Add three milliliters of culture medium to the column and plunge the column into a 15 milliliter centrifuge tube. This will obtain the cells that express the starting dominant VSG. Remove 300 microliters of this eluted material and keep it on ice, the rest can be discarded.
To create a positive control, take approximately 100, 000 cells from the starting culture of cells and pipette them into a 1.5 milliliter microcentrifuge tube. Repeat this to create a negative control. Centrifuge the flow-through samples and positive control sample.
And then remove and discard the supernatant. Resuspend the positive control cells in 100 Microlitres of culture medium with primary fluorophore-labeled anti VSG antibody at the appropriate dilution. Next, resuspend one flow-through pellet in 100 microliters of culture medium with primary fluorophore-labeled anti VSG antibody at the appropriate dilution.
Use the suspension to then resuspend the pellet in the second flow-through tube resulting in one pool tube. Mix well by pipetting up and down. Vortex the cells and then add 800 to 1000 microliters of cold culture medium.

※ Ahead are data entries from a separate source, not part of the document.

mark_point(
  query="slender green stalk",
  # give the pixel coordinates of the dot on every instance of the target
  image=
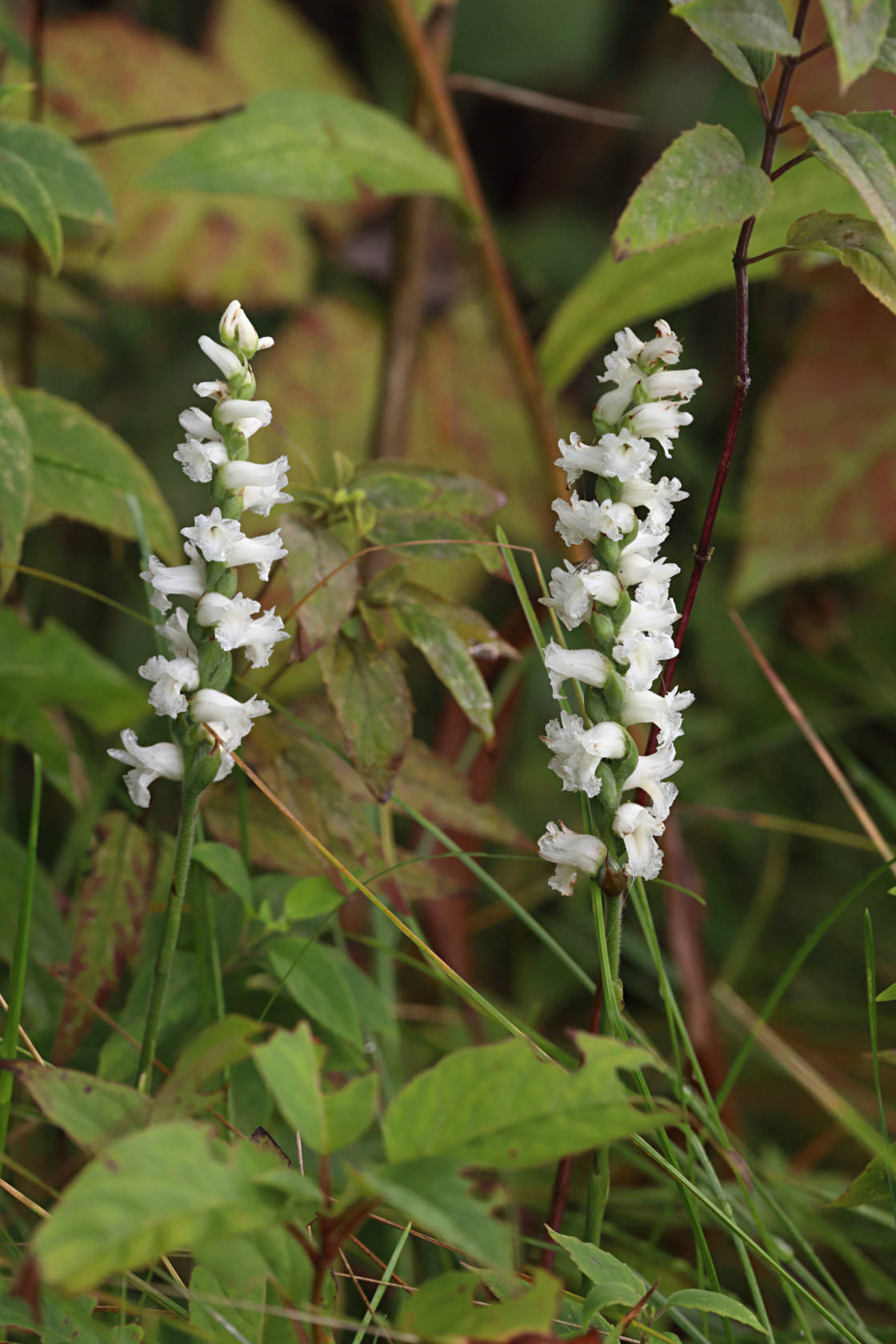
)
(21, 956)
(168, 945)
(385, 1282)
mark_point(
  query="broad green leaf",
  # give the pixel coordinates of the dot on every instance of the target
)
(858, 243)
(417, 503)
(92, 1110)
(215, 1047)
(870, 1187)
(700, 182)
(372, 703)
(820, 494)
(83, 470)
(887, 54)
(22, 190)
(318, 986)
(862, 148)
(434, 1197)
(306, 146)
(614, 294)
(15, 486)
(750, 23)
(442, 792)
(312, 897)
(106, 921)
(719, 1304)
(326, 1120)
(445, 1306)
(749, 65)
(227, 865)
(856, 34)
(431, 628)
(54, 668)
(504, 1106)
(62, 1320)
(164, 1188)
(314, 554)
(601, 1266)
(73, 185)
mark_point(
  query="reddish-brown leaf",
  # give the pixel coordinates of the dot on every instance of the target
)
(108, 915)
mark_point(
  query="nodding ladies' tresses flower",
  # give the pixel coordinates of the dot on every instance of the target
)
(213, 454)
(622, 592)
(573, 854)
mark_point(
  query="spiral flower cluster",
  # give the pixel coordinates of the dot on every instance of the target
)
(190, 686)
(622, 593)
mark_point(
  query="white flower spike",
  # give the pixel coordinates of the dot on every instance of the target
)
(214, 452)
(622, 593)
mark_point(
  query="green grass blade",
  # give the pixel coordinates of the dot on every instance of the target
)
(19, 966)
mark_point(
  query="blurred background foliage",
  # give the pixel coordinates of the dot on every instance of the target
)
(803, 542)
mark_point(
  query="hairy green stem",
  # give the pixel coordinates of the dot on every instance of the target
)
(168, 945)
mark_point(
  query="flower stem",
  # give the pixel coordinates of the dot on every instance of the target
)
(186, 831)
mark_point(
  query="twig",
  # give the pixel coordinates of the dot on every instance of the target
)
(140, 128)
(29, 318)
(411, 250)
(791, 163)
(837, 776)
(544, 102)
(508, 312)
(742, 375)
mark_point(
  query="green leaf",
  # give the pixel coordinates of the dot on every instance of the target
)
(862, 148)
(699, 183)
(108, 917)
(251, 1270)
(750, 23)
(318, 986)
(367, 689)
(415, 503)
(716, 1302)
(54, 668)
(435, 626)
(858, 35)
(218, 1046)
(164, 1188)
(22, 190)
(310, 146)
(809, 504)
(602, 1268)
(314, 554)
(434, 1197)
(83, 470)
(504, 1106)
(90, 1110)
(870, 1187)
(858, 243)
(445, 1308)
(62, 1320)
(326, 1121)
(618, 294)
(15, 486)
(227, 865)
(310, 897)
(69, 178)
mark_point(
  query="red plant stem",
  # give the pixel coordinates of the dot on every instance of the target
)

Centrifuge the samples at four degrees Celsius for four minutes at 5200 times g and then discard the supernatant to remove any unbound antibody. Wash the cells with one milliliter of culture medium, then centrifuge the cells. The positive and negative controls and the eluted cells previously stored on ice.
Discard the supernatant. After that, add 148.5 microlitres of culture medium to the samples. Next, add 25 microliters of absolute counting beads, followed by 1.5 microliters of Propidium Iodide staining solution.
Resuspend the positive and negative control pellets with 175 microliters of culture medium. Samples can now be run on the flow cytometer. These flow cytometry plots, show results of cell separation from populations of trypanosomes induced to create a double-strand DNA break versus uninduced cells.
The left hand panels show the forward versus side scatter, which allows elucidation of the live versus dead cells and beads added to the sample. Gates can then be generated that determine these based on the scatter characteristics. The right hand panels show only those cells that could be classified as live based on the scatter gates generated in the left hand panels.
The dominant starting VSG in this case was VSG two. Cells that stain positively for Propidium Iodide are dead cells. And these are seen in the Q one and Q two regions of the plot.
Cells that stain positively for the dominant VSG and negatively for PI fall into the Q three region and are contaminants. Finally, cells in Q four are live cells that stain negatively for the dominant VSG which are considered switchers. This plot shows the calculated observed switching frequencies of the trypanosomes populations with versus without induced breaks.
The level of stochastic switching in vitro is fairly low. While inducing a break results in significantly more cells, switching to the non-dominant VSG. Once mastered, this technique can be performed in about three hours.
while attempting this procedure, it's important to keep samples cold throughout and to adequately resuspend pellets especially prior to isolation on the column. Following this procedure, other methods like RNA sequencing can be used to answer additional questions like what VSGs are being expressed in a switch population. Those method is typically used to measure VSG switching, it can also be used for the isolation and quantification of parasites expressing any surface protein of interest.